I remember those days well. I remember how glad I was, working at the Committee to Protect Journalists at the time, to have a way out of this dilemma of "non-state actors and state actors and international human rights instruments" by simply being able to invoke professional solidarity. We took up the list of journalists killed by various factions in the conflict, which included the secular journalists targeted by the fundamentalists -- the longest list of killed journalists in the world at that time -- and we raised them everywhere in every way.
Using the "professional solidarity" angle could get one far enough with teachers or scientists or librarians. But what of the ordinary truck driver or vegetable stall holder? The internationalist social justice movement radiates solidarity for what it sees as victims of oppression of "evil transnational corporations and neoliberal governments"; can't the global human rights movement for universality muster some solidarity for terrorism's victims within a rights-based framework? The solidarity approach has always taken us in fact into politicized movements and away from the human rights approach, but ultimately, it's about insufficient solidarity with all victims, not just the solidarity approach itself.

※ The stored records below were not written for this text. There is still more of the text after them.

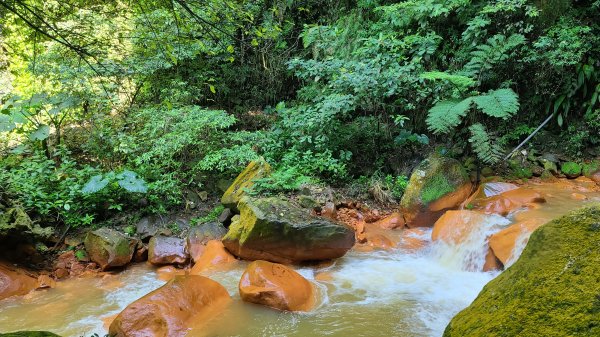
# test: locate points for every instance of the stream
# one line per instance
(379, 293)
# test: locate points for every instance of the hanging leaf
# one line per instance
(95, 184)
(41, 133)
(130, 182)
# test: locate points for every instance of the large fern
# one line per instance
(446, 115)
(484, 145)
(501, 103)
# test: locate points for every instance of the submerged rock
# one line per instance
(255, 170)
(275, 230)
(503, 243)
(167, 250)
(109, 248)
(276, 286)
(14, 282)
(436, 185)
(551, 290)
(171, 309)
(508, 201)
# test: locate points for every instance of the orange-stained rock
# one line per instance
(455, 226)
(504, 242)
(172, 308)
(491, 262)
(276, 286)
(392, 221)
(509, 201)
(45, 281)
(379, 241)
(578, 196)
(167, 273)
(14, 282)
(489, 189)
(412, 239)
(324, 276)
(214, 255)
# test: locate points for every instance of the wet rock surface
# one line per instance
(167, 250)
(109, 248)
(172, 308)
(276, 286)
(436, 185)
(275, 230)
(551, 290)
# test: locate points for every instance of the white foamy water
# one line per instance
(381, 293)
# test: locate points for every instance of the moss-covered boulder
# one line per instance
(436, 185)
(273, 229)
(255, 170)
(571, 169)
(14, 222)
(109, 248)
(553, 289)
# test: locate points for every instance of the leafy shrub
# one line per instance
(571, 168)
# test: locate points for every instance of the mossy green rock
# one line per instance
(109, 248)
(29, 334)
(14, 222)
(273, 229)
(436, 185)
(255, 170)
(571, 169)
(552, 290)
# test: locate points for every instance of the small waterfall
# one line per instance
(469, 254)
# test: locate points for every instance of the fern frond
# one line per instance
(501, 103)
(446, 115)
(461, 81)
(485, 146)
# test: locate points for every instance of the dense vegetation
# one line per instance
(109, 106)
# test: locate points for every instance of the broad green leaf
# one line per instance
(95, 184)
(41, 133)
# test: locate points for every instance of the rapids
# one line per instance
(379, 293)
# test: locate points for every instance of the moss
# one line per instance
(431, 180)
(552, 290)
(435, 188)
(587, 169)
(244, 181)
(571, 168)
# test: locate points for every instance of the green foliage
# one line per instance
(571, 168)
(486, 148)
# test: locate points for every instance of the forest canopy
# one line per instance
(108, 106)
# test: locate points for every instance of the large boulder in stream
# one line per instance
(551, 290)
(255, 170)
(171, 309)
(276, 286)
(109, 248)
(275, 230)
(435, 186)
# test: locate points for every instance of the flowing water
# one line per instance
(380, 293)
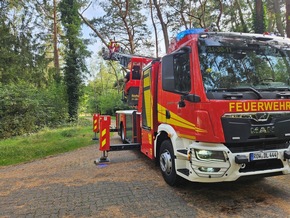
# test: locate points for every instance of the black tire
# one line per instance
(167, 164)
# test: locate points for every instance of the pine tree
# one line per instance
(75, 54)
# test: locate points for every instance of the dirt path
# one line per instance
(71, 185)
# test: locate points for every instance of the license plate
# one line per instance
(263, 155)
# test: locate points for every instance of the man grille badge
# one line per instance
(261, 117)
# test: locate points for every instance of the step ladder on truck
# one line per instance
(216, 108)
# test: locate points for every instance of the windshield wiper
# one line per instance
(243, 89)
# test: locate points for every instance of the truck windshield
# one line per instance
(239, 63)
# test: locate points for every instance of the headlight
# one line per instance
(209, 155)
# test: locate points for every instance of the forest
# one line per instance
(48, 76)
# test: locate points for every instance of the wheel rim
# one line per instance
(166, 162)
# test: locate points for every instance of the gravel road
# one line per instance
(130, 185)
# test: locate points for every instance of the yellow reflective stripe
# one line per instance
(176, 120)
(104, 142)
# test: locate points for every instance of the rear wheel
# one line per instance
(167, 163)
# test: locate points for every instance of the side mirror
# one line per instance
(168, 68)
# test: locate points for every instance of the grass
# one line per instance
(45, 143)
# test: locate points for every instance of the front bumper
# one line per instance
(235, 165)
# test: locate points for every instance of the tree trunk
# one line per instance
(244, 25)
(163, 25)
(288, 18)
(155, 29)
(259, 17)
(278, 17)
(55, 48)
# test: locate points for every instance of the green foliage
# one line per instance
(75, 54)
(45, 143)
(26, 109)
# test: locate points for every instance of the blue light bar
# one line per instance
(188, 32)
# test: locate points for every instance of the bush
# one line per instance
(26, 109)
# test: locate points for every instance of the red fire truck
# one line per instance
(214, 109)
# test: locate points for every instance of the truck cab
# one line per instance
(222, 107)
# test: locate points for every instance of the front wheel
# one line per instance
(167, 163)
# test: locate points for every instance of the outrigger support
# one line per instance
(105, 145)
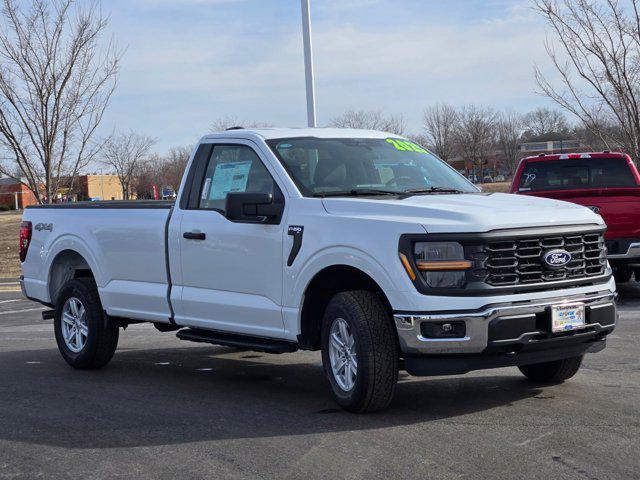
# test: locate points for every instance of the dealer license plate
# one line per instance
(567, 317)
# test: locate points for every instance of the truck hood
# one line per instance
(478, 212)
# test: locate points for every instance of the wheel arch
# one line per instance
(66, 265)
(326, 283)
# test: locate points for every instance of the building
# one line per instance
(551, 147)
(98, 187)
(15, 195)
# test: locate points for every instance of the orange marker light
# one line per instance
(407, 266)
(443, 265)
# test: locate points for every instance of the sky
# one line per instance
(190, 62)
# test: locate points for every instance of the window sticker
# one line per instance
(404, 145)
(229, 177)
(205, 189)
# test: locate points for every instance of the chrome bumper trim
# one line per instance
(477, 324)
(632, 252)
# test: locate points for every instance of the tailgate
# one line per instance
(619, 207)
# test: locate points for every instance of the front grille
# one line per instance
(520, 261)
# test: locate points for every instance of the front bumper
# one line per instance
(506, 326)
(624, 252)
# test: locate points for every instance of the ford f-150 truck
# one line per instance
(361, 244)
(606, 182)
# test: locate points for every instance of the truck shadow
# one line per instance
(180, 395)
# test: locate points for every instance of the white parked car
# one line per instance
(360, 244)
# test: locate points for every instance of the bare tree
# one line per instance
(476, 134)
(510, 126)
(56, 79)
(126, 153)
(370, 120)
(598, 67)
(440, 123)
(544, 121)
(174, 165)
(224, 123)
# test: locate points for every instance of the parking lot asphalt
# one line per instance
(164, 408)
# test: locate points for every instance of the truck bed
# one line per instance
(124, 244)
(127, 204)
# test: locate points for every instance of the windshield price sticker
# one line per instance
(404, 145)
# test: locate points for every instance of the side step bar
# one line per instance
(259, 344)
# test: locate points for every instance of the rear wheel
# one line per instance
(359, 351)
(553, 372)
(85, 338)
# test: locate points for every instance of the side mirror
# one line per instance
(252, 208)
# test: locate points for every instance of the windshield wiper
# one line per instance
(358, 192)
(426, 191)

THE RISKS OF DENOUNCING VIOLENCE
There's a reason why local groups in particular become sketchy and evasive and even belligerent about the call to renounce violence. If they do (and those that do not use violence and are not armed believe in this value) they run the risk of contrasting with armed rebel movements that do not have such a profile, and then risk seeming to "show them up". They run the risk of seeming to draw fire from the government on to those attacking the state. This is a very deadly reality that leads moderates insufficiently supportive of armed rebels to be murdered in large numbers all over the world.

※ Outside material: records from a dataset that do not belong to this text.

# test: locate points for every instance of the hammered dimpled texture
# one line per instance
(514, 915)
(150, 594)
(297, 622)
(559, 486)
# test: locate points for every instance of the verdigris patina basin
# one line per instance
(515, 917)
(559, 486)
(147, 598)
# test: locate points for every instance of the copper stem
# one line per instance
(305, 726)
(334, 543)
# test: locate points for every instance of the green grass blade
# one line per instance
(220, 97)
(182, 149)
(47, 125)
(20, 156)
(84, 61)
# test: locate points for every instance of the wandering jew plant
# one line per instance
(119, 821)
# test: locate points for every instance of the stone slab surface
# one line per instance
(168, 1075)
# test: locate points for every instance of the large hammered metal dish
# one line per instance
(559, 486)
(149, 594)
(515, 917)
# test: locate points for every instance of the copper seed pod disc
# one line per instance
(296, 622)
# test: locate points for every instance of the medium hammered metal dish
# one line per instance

There's a reason why international groups become sketchy and evasive and even belligerent about the call to renounce violence, too -- they depend on local groups and individual fixes for reporting and don't want to alienate "their people".
SYMPATHY FOR THE REBEL
But there's another factor. Some human rights groups, made up of both intellectuals or urban-dwelling professionals as well as farmers in rural areas, are really sympathetic to rebels. I've found it chilling over the years to suddenly stumble across sentiments in people I thought were "on the same page" with me in terms of eschewing violence to see them nod in admiration at the Chechen rebel hostage-taking in Budyonnovsk or to speak positively about the Taliban fighting U.S. forces in Afghanistan or to angrily insist on giving a pass not only to Palestinian rock-throwers, but Palestinian suicide-bombers in a "defensive jihad".
This casual and even defiant tolerance of violence was repugnant to me and I might debate a victim or colleague in those times, yet I was given sober pause: by human rights alone I could not immediately save them or their relatives from torture; by human rights alone I could not stop the violence raining down on them from a violent government. I've seen time and again in many places of the world that groups turn to other ideologies besides human rights, whether extremist political or religious belief systems because they don't feel that human rights works.

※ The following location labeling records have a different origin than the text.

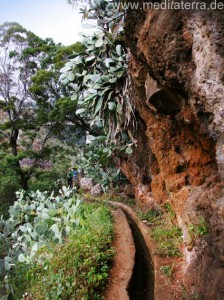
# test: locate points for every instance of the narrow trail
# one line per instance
(141, 286)
(132, 274)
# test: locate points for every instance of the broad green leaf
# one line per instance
(90, 58)
(99, 43)
(40, 229)
(7, 266)
(21, 258)
(45, 216)
(71, 76)
(118, 50)
(111, 105)
(74, 96)
(65, 69)
(98, 106)
(128, 150)
(113, 80)
(80, 111)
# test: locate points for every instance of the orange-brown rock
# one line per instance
(176, 65)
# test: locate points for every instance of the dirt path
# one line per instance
(123, 263)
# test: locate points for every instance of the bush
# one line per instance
(57, 247)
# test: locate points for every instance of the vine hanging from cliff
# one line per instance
(98, 78)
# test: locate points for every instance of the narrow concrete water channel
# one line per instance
(141, 286)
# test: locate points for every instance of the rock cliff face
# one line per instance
(176, 63)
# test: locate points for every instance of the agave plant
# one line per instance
(35, 220)
(98, 77)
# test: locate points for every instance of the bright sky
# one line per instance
(46, 18)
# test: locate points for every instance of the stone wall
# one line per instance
(176, 62)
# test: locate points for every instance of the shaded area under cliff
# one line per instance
(141, 286)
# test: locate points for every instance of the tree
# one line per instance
(22, 131)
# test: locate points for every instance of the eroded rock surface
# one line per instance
(176, 63)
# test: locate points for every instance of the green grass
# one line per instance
(164, 230)
(77, 269)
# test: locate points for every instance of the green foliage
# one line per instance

Even so, I don't counsel despair or quietism or worse, a slide into tolerance of reprehensible violence, or, the dropping of the more limited civic struggle for universality in a global human rights movement, versus the political struggle of an internationalist social justice movement. And the reason is simple even if it requires lots more complex thought and development: because people fighting for human rights should not tolerate those abusing them and defeating their purpose. Indeed, they don't have to tolerate them and their methods to concede that as victims, they deserve the defense of their rights. It's about creating the moral distance and the legal distinction in which the space for civil society and justice for all can grow.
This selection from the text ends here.